Leo is tense, and vibrating. He’s got thoughts. “There’s no way you can put the industrial genie back in the bottle, even if you have amazing military might. Unless the squids have nukes - which I guess they could, submarines sink too - but like unless they have 'em and are going to glass the Western world, it’s not going to be enough. And nuclear fallout on that scale would be way worse, environmentally speaking. Like maybe you just kinda hit one place, to make a point, but–”

A thought hits him like a hammer. “Mom. You were talking about these facts of biology, how they’re intersecting with societal development, right? Lack of senescence leading to different social values? Is this just deimatic behavior on a large scale?”

Ji-a looks both thoughtful and immensely proud. “Startle display? You are a scientist, Leonardo.” She thinks. “In other words, they don’t mean to invade and hold the surface world. They just want to intimidate it. They would find a casus belli such as pollution, identify a weak target responsible for some of it, and strike in a way that doesn’t demand overwhelming retribution. The predator defeats a weak member of the herd, and the rest flee. Yes, I could see it.”

“Would that really work?” Trace asks.

“They may believe that it would work. That is all that matters.”

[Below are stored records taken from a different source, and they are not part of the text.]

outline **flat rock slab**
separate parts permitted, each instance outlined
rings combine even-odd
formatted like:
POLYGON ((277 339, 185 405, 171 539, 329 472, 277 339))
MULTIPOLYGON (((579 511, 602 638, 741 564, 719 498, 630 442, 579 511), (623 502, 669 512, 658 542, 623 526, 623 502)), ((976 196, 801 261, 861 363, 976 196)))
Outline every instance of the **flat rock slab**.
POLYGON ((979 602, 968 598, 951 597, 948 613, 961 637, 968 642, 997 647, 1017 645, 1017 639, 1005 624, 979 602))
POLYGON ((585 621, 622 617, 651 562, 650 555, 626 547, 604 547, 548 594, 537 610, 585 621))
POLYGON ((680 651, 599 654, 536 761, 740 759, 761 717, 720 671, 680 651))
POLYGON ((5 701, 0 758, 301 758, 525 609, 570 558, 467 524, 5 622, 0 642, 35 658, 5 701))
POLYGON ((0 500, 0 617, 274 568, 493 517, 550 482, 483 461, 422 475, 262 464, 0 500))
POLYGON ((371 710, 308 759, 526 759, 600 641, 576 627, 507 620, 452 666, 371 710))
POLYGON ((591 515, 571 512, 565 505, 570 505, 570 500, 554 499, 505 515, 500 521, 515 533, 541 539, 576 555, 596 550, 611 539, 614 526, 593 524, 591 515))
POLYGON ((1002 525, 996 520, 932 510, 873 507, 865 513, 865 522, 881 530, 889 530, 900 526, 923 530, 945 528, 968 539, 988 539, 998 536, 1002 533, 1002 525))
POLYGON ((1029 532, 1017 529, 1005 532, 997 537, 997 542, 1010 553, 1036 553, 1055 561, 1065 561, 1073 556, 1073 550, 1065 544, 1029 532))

Fuko hangs her head. “They’d already have a list of targets. We’ve-- Yes. We have infiltrated surface governments, allied with small groups within them. It’s only a matter of preparing the Atlantean military forces necessary to launch the attack.”

Trace lays a hand on her shoulder, and Leo spots his surprise as Fuko’s hand rises to meet it in turn. Leo returns to his point. “Okay. So they’re fearful. They’re angry. I mean, they have a right to be. But I don’t want to see people killed. In fact, I want to see everyone down here returned to their homes and families. How does that happen?”

Ji-a has composed her thoughts and has an answer. “Atlantis must no longer fear the surface world,” she says with a smile.

“How we gonna do that?”

Ji-a’s smile grows less warm and more steeled. “It means, Leonardo, that we must go our separate ways soon. You to the surface. I back to the Center, and to the Emperor.”

Fuko looks from face to face. “The original Reformist plan. Get you to plead with the Emperor for peace. Show the value of surface dwellers.”

Leo’s hands come down hard on his knees. “No! No. I’m taking you back. You deserve to go back.”

As much as he’s convinced of his declaration, he can’t meet Ji-a’s eyes. “Leonardo. If there is a chance to avert war, I will take it. I have studied these beings for almost two decades. I am no diplomat, but I can be an ambassador.”

Leo stands, and walks away, unable to handle what he’s hearing. With a glance at Trace and Fuko, Ji-a rises and follows.